Beati voi, guai a voi

Nel brano evangelico di Luca i beati sono quattro e i guai pure, invece degli otto beati del vangelo di Matteo. Qui siamo in pianura, là sul monte. Le due versioni complementari mostrano che Gesù deve aver parlato in diverse occasioni in modo simile, pensando non solo al futuro rovesciato da Dio, ma anche al presente da cambiare, che tocca a noi. In questo testo evangelico, infatti, sono messe a confronto due realtà opposte: chi sta male e chi sta bene, insieme alle conseguenze della giustizia di Dio e alle opportunità di cambiamento che valgono per tutti.
Non può che sorprendere il chiamare beati, ovvero lieti e felici coloro che versano in condizioni di povertà, le più differenti, gli affamati di pane e di amore, quelli che piangono e sono tristi per le avversità che debbono sopportare, gli offesi e i disprezzati perché discepoli del Signore. La vera ragione di questa strana beatitudine è che il Signore è l’unico a prendersi cura dei più deboli senza chiedere nulla in cambio: lui è il futuro ultimo di tutti gli scartati della terra. Gesù è qui, accanto a loro, per mostrare che quel futuro annunciato comincia con lui, che li avvicina con tenerezza.
Subito dopo, egli annuncia i guai per quelli che passano accanto ai poveri e restano indifferenti, pieni di sé e delle proprie sicurezze; per coloro che pensano al proprio benessere, incuranti di chi non ha nulla; a chi vive preso soltanto dalle cose materiali, senza alcuna interiorità.
Dunque, non sono soltanto promesse di riscatto per primi e minacce di sconfitta per gli altri: Gesù vede l’universo umano così com’è, immaginando cambiamenti impegnativi e radicali del modo di essere, che cominciano dal modo di pensare e di vivere. Il problema fondamentale è la chiusura dentro confini che sembrano invalicabili, destini segnati e irrimediabili, condizioni fatali che non prevedono svolte. Ed è su tale ineluttabilità che oggi siamo provocati: davvero non c’è modo di prendere parte attiva al cambio di rotta verso la fraternità?
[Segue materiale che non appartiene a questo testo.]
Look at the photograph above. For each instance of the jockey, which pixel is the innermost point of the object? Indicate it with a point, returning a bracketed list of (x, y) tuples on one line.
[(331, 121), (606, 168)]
La speranza di Gesù non si volge tanto alla giustizia divina, che rovescerà i potenti dai troni e innalzerà gli umili alla fine della storia, ma è soprattutto invito ad aprire occhi e cuore nel tempo presente, per mettere in atto “la giustizia degli affetti” (P. Sequeri). Il Dio che Gesù rivela con parole e gesti non è uno che ti abbandona al destino che ti procuri e ti meriti, ma il Padre amoroso che, mentre consola i disperati, non si stanca di bussare alla porta dei cuori chiusi.
Chi non ha niente e vive con la tristezza nell’animo non è così inutile come pensa: c’è lo sguardo di chi non lo rifiuta, e questo è di Dio e di coloro che lo prendono sul serio. Chi ha tutto e pensa solo per sé non è poi così certo di conservare la propria egoistica tranquillità: c’è una voce che scomoda quel po’ di coscienza che resta, non con la minaccia di perdere tutto, ma con la supplica di accorgersi del fratello e della sorella indigente.
Il Signore Gesù non è un sociologo che analizza il mondo umano e ne prevede uno divino migliore. È il Signore che desidera risparmiare a tutti i suoi figli pene di qui e pene di là, offrendo pienezza di vita possibile nell’aldiquà e certa nell’aldilà.